En adoptant, tant les éditeurs que les lecteurs, une attitude de consommateur en attente qu’on lui fasse une offre, nous manquons tous de discernement et de compréhension des forces qui sont en action actuellement. Les imprimeurs et les chaînes logistiques seront les premiers à être réduits à leur strict minimum, puis démantelés pour être, progressivement mais rapidement, remplacés par des professionnels hybrides de la « Supply Chain » comme UPS. Les diffuseurs et les libraires seront dans la charrette suivante, dès que la dématérialisation sera en mode marche forcée et non en mode expérimental comme c’est le cas pour l’instant. Et là, il sera trop tard pour faire machine arrière.
Faute de s’être convertis et d’avoir apprivoisé de nouveaux canaux de vente, de nouvelles techniques de marketing et surtout une relation clientèle dont ils n’ont aucune habitude, les diffuseurs disparaîtront purement et simplement, remplacés par des applications intelligentes B2B et des outils de relations sociales. Les libraires les plus en avance se convertiront, s’affranchiront de la boutique avec pignon sur rue et utiliseront les outils de communication pour fédérer des communautés autour de thématiques, de genres, d’auteurs. Les seules librairies qui survivront seront très spécialisées dans des ouvrages d’art, des pièces de collection comme le font les antiquaires et les brocanteurs. Enfin des boutiques de quartier vendront encore longtemps des livres en papier, à la manière des cinémas d’art et d’essai. Il n’est pas sûr que ces boutiques soient tenues par des libraires de métier. Le reste sera un vague souvenir que l’on classera avec les apothicaires, les quincailliers et les cordonniers...
Les grandes enseignes de type FNAC, Cultura ou Virgin resteront-elles sur la scène ? Certainement pas sous leurs formes actuelles. La diversité de leurs offres leur permettra de contenir la marée numérique et de continuer de jouer la carte de la pluralité de produits. Tout comme les multiplexes cinémas se sont transformées en services de restauration rapide autour de la projection d’un film, ces grandes enseignes sauront se transformer en espaces numériques de présentation des dernières innovations technologiques et en agences de recrutement de clientèle pour toutes sortes d’offres d’abonnements et de « packs » culturels.
Que restera-t-il aux éditeurs ? Le stock d’invendus, les droits littéraires et leurs carnets d’adresses d’auteurs. Mais de leur métier de lecteur ? Et de leur passion du texte ? Pour cela il faudra revenir à la source et redevenir libraire. La tâche leur sera facilitée par le déploiement des outils de communication actuels à toutes les étapes de la production d’un livre.

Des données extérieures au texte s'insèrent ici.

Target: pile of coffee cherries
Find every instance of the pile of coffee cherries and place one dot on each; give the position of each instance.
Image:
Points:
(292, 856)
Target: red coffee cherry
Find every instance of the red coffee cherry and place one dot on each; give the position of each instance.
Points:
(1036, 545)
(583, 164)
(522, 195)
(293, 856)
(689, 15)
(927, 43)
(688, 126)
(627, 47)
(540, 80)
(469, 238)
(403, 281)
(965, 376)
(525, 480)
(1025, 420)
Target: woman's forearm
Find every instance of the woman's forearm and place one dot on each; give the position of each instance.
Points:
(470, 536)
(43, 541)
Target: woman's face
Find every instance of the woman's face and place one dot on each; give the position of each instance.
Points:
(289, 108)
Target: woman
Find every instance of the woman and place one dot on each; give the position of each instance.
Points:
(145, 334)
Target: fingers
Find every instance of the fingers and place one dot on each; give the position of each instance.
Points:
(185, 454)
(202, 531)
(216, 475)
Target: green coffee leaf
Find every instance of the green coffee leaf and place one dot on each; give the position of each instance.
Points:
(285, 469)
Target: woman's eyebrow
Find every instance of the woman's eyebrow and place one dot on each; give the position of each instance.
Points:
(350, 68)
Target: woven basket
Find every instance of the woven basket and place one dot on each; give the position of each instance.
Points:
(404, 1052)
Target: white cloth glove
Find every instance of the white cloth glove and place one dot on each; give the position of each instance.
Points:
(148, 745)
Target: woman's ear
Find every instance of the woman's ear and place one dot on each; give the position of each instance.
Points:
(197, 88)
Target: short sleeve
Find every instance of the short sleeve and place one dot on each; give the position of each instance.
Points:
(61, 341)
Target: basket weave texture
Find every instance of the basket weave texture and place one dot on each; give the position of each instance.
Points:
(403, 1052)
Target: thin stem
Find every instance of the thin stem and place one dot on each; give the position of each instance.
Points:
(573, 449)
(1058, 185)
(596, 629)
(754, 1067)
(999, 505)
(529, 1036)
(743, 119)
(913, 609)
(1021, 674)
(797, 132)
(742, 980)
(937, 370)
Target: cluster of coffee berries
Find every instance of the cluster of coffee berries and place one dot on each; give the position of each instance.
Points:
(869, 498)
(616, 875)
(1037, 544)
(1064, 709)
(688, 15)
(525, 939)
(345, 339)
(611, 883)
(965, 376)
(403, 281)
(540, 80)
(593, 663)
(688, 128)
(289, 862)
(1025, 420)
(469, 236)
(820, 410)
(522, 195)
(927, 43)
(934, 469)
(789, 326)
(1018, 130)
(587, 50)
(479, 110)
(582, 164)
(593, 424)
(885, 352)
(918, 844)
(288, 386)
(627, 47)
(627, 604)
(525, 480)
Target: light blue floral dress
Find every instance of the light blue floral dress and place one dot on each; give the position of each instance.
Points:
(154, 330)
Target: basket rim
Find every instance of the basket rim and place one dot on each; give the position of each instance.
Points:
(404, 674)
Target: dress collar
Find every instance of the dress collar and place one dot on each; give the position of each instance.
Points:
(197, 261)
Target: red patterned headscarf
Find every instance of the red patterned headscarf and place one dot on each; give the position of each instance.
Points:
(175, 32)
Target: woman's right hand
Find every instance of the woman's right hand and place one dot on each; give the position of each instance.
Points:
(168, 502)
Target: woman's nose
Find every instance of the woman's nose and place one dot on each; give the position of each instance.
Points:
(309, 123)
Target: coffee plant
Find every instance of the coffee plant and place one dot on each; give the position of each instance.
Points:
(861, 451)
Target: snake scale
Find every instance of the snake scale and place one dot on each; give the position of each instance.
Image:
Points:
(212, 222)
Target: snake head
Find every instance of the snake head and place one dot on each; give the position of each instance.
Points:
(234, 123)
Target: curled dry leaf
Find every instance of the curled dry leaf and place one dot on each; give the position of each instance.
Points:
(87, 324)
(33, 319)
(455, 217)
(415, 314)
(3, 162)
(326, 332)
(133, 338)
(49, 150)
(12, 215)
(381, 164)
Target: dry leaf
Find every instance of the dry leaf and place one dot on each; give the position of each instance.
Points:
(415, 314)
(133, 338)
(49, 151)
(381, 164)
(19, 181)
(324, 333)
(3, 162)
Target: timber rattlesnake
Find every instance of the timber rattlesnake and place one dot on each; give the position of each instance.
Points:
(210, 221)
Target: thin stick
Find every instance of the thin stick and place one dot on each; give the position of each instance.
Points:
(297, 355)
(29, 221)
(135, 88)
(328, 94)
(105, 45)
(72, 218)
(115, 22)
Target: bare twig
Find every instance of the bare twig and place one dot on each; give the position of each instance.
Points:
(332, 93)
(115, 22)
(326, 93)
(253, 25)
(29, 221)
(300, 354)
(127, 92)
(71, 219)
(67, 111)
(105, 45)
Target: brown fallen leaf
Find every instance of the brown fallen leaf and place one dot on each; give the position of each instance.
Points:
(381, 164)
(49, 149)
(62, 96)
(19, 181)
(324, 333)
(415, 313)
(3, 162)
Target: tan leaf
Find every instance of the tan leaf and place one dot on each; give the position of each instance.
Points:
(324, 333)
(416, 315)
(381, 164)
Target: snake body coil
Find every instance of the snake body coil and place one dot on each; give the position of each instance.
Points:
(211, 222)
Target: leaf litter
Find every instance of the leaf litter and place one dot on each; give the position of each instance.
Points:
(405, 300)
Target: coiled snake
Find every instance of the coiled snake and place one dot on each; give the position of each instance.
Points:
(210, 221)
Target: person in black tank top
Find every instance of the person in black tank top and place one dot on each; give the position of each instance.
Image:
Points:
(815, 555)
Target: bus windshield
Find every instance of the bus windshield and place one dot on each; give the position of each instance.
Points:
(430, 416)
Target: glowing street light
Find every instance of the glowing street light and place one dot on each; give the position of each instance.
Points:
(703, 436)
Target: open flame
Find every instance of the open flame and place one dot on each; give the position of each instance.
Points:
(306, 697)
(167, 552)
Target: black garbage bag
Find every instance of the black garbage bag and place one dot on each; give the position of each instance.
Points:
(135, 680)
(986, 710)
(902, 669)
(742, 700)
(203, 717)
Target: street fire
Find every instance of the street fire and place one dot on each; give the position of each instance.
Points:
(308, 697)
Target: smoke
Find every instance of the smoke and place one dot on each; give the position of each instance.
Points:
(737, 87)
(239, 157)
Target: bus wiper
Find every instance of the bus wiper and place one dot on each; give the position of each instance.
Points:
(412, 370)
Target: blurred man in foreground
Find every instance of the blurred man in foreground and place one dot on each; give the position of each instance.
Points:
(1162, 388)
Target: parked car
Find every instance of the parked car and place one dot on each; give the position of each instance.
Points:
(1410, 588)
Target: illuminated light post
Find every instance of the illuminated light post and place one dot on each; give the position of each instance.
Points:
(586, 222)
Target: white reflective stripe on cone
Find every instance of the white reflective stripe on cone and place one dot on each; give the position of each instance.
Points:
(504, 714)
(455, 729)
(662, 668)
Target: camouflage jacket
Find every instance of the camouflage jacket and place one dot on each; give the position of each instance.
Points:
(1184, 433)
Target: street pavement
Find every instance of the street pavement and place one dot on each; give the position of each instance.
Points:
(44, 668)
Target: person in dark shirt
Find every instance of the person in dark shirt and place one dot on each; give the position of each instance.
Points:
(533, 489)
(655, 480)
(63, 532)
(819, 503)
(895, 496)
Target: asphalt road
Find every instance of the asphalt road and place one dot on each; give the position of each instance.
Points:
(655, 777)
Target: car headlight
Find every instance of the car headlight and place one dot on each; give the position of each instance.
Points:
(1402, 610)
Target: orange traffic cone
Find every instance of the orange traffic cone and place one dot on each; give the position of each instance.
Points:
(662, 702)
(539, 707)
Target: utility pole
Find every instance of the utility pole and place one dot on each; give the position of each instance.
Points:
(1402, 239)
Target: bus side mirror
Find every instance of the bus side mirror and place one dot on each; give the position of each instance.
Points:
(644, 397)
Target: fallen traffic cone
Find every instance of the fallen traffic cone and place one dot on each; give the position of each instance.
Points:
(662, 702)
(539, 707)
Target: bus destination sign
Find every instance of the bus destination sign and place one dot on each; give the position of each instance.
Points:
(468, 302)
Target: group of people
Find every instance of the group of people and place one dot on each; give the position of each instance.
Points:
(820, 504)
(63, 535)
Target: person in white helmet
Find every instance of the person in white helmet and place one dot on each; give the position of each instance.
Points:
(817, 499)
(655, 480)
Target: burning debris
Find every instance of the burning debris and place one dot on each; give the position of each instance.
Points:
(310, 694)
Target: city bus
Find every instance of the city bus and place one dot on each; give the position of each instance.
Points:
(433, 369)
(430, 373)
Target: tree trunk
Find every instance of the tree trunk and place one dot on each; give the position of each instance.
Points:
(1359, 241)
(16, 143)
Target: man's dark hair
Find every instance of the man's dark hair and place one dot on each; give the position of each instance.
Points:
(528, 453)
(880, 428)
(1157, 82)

Mais leur exposition sera moindre, réduite à la portion congrue et ce à condition que les auteur(e)s ne cèdent à la tentation des agents, ne s’unissent en syndicats indépendants, ne fassent front face aux nouveaux maîtres. Et même dans ce cas, les éditeurs oscilleront selon les caractères entre super-agents et super-libraires...
Il ne restera plus aux auteur(e)s (et à beaucoup de journalistes) qu’à se soumettre ou à s’unir. Isolés, ils seront plus que vulnérables. Regroupés, ils pourront faire corps et sens pour proposer des contenus à des libraires numériques, à des portails culturels thématiques, à des éditeurs-agents capables de les représenter auprès des géants du numérique. Syndiqués, ils se protégeront des contrats léonins et des conditions ridicules qui ont été les leurs pendant des siècles. Ils pourront s’affranchir des organismes collecteurs et des sociétés d’auteurs qui parasitent leurs recettes. Mais ils pourront aussi, individuellement, mener leur propre barque, s’ils acceptent la confidentialité, les expositions dans l’ombre et les cultures tribales qui accompagnent la démarche des francs-tireurs.
Je force volontiers le trait mais cela dans le but d’alimenter du débat et de faire réfléchir. Les géants se moquent complètement du format final du livre numérique, du succès ou de l’échec des lecteurs numériques ou encore de l’application ou non de DRM. Ce qui les préoccupent est de savoir qui va contrôler le marché des contenus. Qui dira la messe. Qui fera la pluie et le beau temps. Pour mémoire, Microsoft n’a pas commencé par construire des ordinateurs, ni des écrans, ni des téléphones. Ses logiciels n’ont jamais été les meilleurs, ni les moins chers. Et surtout, il aurait été possible de s’en passer ou de ne lui laisser qu’une faible part du secteur. Rien ne nous garantit que le même phénomène ne se reproduise de manière analogue dans le secteur du livre.
Amazon a fait la démonstration que le livre est accessible ailleurs qu’à la librairie et Sony a celle qu’un standard inférieur et plus coûteux, le Blu-Ray, pouvait s’imposer face à un standard meilleur marché et de meilleure qualité, le HD-DVD. Barnes & Noble a fait, depuis longtemps, la preuve que le concept d’espace culturel n’est pas synonyme de culture. Enfin Apple a fait date en prouvant qu’un gadget peut devenir incontournable en seulement deux ans... La ligne d’horizon du livre numérique n’est pas aussi nette que l’on pourrait le croire. Et les jalons posés par les défricheurs ne seront certainement pas les pistes que suivront les mastodontes mondiaux de l’économie numérique.